Contudo, o que mais contribuíra para o "desenvolvimento e progresso" da Igreja Católica fora a adoção do "Pecado". Este fora, ao longo dos tempos, a principal moeda de negociação entre o catolicismo e os fiéis. E ainda hoje o é, como o faz crer o Monsenhor Girotti, introduzindo, no campo pecaminoso, portanto no campo do sagrado, ou seja, no campo da metafísica, temas da realidade terrestre - mais que real! - como a poluição, a manipulação genética e as desigualdades sociais. E neste ponto cabe observar o vaticinare do arcebispo com relação ao campo científico, ou seja, com relação ao desenvolvimento da engenharia genética, no qual traduz e retraduz o pensamento do Vaticano, reduzindo esse conhecimento científico à simples condição de "manipulação genética".

Pergunte-se: por quê a Igreja Católica tem tanta resistência, tem tanto medo em admitir a verdade científica? (Ouso fazer aqui algumas inferências como respostas a esta questão).

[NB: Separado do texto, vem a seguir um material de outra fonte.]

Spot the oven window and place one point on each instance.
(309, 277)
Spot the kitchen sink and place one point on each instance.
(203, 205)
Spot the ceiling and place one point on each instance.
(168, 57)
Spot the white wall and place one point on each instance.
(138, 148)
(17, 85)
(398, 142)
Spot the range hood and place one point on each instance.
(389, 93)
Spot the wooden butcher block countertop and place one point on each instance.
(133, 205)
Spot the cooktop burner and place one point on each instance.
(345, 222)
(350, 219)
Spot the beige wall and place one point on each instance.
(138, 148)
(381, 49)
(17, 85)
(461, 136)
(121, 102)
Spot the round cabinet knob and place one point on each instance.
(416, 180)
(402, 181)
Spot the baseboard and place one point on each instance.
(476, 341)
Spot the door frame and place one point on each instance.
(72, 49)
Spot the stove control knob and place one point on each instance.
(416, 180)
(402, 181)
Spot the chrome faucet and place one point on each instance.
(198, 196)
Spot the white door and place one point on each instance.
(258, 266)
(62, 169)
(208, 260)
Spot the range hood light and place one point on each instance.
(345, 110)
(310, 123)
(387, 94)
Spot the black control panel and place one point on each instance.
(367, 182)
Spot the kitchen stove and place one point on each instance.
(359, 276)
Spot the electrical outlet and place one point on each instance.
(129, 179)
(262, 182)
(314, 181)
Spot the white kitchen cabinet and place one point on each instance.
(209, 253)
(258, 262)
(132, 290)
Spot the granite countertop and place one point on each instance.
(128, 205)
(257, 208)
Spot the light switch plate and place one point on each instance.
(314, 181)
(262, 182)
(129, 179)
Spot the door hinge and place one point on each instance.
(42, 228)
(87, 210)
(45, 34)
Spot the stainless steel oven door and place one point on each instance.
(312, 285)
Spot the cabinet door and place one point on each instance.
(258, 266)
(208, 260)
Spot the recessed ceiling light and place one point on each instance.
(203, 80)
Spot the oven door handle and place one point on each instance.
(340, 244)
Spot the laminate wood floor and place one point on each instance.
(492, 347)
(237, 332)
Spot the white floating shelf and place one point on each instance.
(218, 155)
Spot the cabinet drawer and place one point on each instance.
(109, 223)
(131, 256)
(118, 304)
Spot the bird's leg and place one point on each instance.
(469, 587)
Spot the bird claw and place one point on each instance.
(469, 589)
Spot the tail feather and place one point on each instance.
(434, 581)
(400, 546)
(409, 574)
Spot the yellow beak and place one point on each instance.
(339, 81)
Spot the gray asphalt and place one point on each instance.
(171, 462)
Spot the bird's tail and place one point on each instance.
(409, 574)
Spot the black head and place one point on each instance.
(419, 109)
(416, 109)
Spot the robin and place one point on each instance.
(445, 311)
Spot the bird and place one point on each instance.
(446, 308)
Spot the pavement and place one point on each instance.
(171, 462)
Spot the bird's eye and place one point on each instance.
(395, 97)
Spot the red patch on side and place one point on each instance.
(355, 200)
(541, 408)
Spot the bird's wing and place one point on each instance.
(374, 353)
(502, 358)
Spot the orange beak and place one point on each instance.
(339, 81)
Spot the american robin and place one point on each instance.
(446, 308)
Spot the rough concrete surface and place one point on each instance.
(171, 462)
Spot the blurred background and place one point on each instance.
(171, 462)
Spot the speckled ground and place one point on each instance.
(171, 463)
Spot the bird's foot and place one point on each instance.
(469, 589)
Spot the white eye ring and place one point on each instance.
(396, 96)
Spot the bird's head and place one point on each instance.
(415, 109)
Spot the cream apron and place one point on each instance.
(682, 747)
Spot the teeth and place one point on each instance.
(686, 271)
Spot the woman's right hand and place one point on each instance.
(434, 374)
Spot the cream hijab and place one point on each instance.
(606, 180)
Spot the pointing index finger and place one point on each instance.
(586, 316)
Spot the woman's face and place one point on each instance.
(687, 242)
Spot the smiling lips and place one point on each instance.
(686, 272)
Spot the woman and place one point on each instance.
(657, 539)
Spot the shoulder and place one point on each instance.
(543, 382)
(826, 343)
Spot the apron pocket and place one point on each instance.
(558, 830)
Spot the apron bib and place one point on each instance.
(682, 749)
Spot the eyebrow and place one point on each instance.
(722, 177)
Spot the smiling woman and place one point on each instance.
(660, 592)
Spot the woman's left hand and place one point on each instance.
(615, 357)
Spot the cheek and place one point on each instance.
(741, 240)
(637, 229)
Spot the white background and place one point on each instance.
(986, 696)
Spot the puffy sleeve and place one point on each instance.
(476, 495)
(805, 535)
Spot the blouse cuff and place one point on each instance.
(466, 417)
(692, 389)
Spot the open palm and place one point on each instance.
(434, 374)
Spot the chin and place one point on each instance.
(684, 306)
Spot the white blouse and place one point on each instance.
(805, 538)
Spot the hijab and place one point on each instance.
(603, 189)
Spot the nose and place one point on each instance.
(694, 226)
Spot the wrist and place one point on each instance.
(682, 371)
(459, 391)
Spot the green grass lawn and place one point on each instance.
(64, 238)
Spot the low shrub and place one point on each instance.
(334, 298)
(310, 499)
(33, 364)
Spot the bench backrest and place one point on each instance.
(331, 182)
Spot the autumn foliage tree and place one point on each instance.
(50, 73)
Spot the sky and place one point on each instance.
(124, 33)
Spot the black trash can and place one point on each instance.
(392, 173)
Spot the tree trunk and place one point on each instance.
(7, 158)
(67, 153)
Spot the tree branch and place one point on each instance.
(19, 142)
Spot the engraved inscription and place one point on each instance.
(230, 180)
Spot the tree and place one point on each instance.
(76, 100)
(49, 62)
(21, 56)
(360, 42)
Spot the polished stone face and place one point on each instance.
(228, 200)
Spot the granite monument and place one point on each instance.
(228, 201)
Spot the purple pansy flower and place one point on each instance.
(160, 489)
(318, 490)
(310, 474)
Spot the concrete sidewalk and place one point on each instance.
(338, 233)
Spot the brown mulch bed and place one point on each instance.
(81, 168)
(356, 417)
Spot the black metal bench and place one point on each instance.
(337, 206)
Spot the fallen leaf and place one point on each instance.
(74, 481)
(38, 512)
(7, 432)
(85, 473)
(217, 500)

Pode-se dizer que tanto a resistência quanto o medo da Igreja Católica na admissão da verdade científica se fundamentam em (i) conservadorismo, (ii) poder político-religioso, (iii) eliminação do sagrado. No mínimo essas três hipóteses são o "inferno" para o catolicismo; assim como o é para o capitalismo o (I) conservadorismo, (II) o poder político-capitalista, (III) a eliminação do "deus-mercado".

Enfim, transformar essas realidades terrestres e humanas (por demais humanas!) em pecados é não querer resolver nada. É, em verdade, querer continuar mantendo a tocha do "espírito" da opressão sobre as cabeças dos fiéis; é continuar o processo secular de dominação de um catolicismo tosco e atemporal; é continuar mantendo a espada do pecado apontada para os corações dos fiéis indefesos, "sempre mais pobres", sempre "mais desiguais", que podem ser condenados para todo o sempre a serem torrados ao fogo do inferno, que jamais poderão estar próximo (seja do lado direito, seja do lado esquerdo) de um Deus que já os esquecera ou que jamais existira, a não ser como fonte de de dominação e de opressão do catolicismo cristão.

É disso tudo que nasce o desencanto às religiões. É por isso que as religiões estão perdendo fiéis. É em consequência dessas absurdidades que a Igreja Católica é a igreja que mais perdeu adeptos nos últimos 25 anos do século XX, e continua perdendo nestes primeiros anos do século XXI.

__________

* João Batista do Lago, 58, maranhense de Itapecurumirim, é jornalista, escritor, poeta, pesquisador e pensador empiricista.